China is not squeamish about putting a price and index on its culture. In a quirky development last month, China launched its first cultural industry index at the Shenzhen Stock Exchange.

The Exchange, along with Shenzhen Securities Information Co, jointly issued the OCT Culture Index, with its basis set at 1000 points. Of the 99 listed cultural companies in the Mainland, 50 were chosen as ‘sample companies’ for the index. The OCT Index, which as of now hasn’t generated much notice, does signal a shifting trend - China’s determination to change its growth model.

In the 12th Five Year Plan, ‘culture’ was designated as a new ‘pillar industry’ and the sector is expected to account for more than 5 per cent of its gross domestic product by 2015. Enterprises providing culture-related services grew rapidly in 2011 and contributed 3 per cent to the overall economy. According to the National Bureau of Statistics, which has been tracking the sector closely, added value generated by those providing cultural and entertainment goods and services surged 21.96 per cent year on year to hit RMB 1.35 trillion in 2011.

Controlled promotion

Culture investors are looking at three trends in this now robust sector - traditional media, new media and entertainment industries such as film production companies and publishing houses. The cultural ministry has formulated a series of preferential policies over the past half decade to accelerate the growth of the cultural and creative sectors. The finance ministry too has decided to spend most of its annual budget for the culture industry on encouraging mergers and acquisitions, innovations and investment in overseas markets. These overseas activities, however, will be led by State-owned enterprises directly under the central government.

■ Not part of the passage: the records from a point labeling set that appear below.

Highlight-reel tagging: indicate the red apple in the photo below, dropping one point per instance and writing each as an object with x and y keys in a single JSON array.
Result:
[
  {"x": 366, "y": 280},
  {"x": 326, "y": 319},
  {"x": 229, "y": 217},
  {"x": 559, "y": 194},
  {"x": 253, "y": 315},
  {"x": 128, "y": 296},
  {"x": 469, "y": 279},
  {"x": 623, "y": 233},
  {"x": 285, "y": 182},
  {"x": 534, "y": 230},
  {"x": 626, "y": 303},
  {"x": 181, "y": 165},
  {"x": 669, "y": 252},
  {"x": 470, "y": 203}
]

Since 2006, China has been at pains to change its reputation as a creator of only ‘propaganda material’. It has actually let go of government-funded cultural institutions and turning them into private enterprises. Tourists to China are invariably treated to flamboyant acrobatic shows, housed in aging opera houses from the Mao era. Over the years, more than 580 publishing houses, 3,000 bookstores, 850 movie producers and distributors, 57 public TV series producers and the marketing sectors of 38 Communist Party of China newspapers and journals have been restructured and turned into enterprises. Another 3,271 non-political newspapers and journals funded by the government have gone private as well.

Mergers, acquisitions and public listings in the sector have gone up and the export volume of China’s core cultural products jumped from USD 3.08 billion in 2001 to USD 18.68 billion in 2011.

Big boys

The control scenario may be more demand-driven in future with some big boys backing this industry. Industrial and Commercial Bank of China, the country’s largest banker, has increased financial support. By the end of September, the lender extended RMB 90 billion in loans to the country’s cultural industry. This is up 36.32 per cent from the end of last year. The bank plans to issue at least 20 billion yuan in loans to the industry each year over the coming years.

Not just banks, but fund houses too are seeing big prospects. The China Culture Industry Investment Fund has plans to plough in more than RMB 1 billion into cultural and media enterprises until the end of year. The fund has so far invested in five leading cultural companies including Xinhuanet, the online portal of the official news agency Xinhua, and the state-owned publishing house China Publishing Group. The rapid expansion of this Fund indicates that cultural industries, such as film production houses and media outlets, too have become engines for economic growth in China.

‘Real economy’

Chinese lawmakers, however, have always placed greater faith in the ‘real economy’, than in stock movements, which why ‘culture’ too is being addressed in concrete ways. One strategy is to build innovative industrial parks to counter sluggish overseas demand and rising costs at home. The Beijing Marco Polo Cultural and Creative Industrial Park, which is being launched by the end of the year, is one such innovation which brings research, innovation in arts and crafts to export and finance options under one massive roof. Investments from Hong Kong too are on the rise, with projects ranging from TV copyright trade and construction of cultural parks.

The next generation of development of the services sector has started in China, with the ‘culture index’ at Shenzhen stock exchange playing a small part.

The writer is a freelance journalist based in China.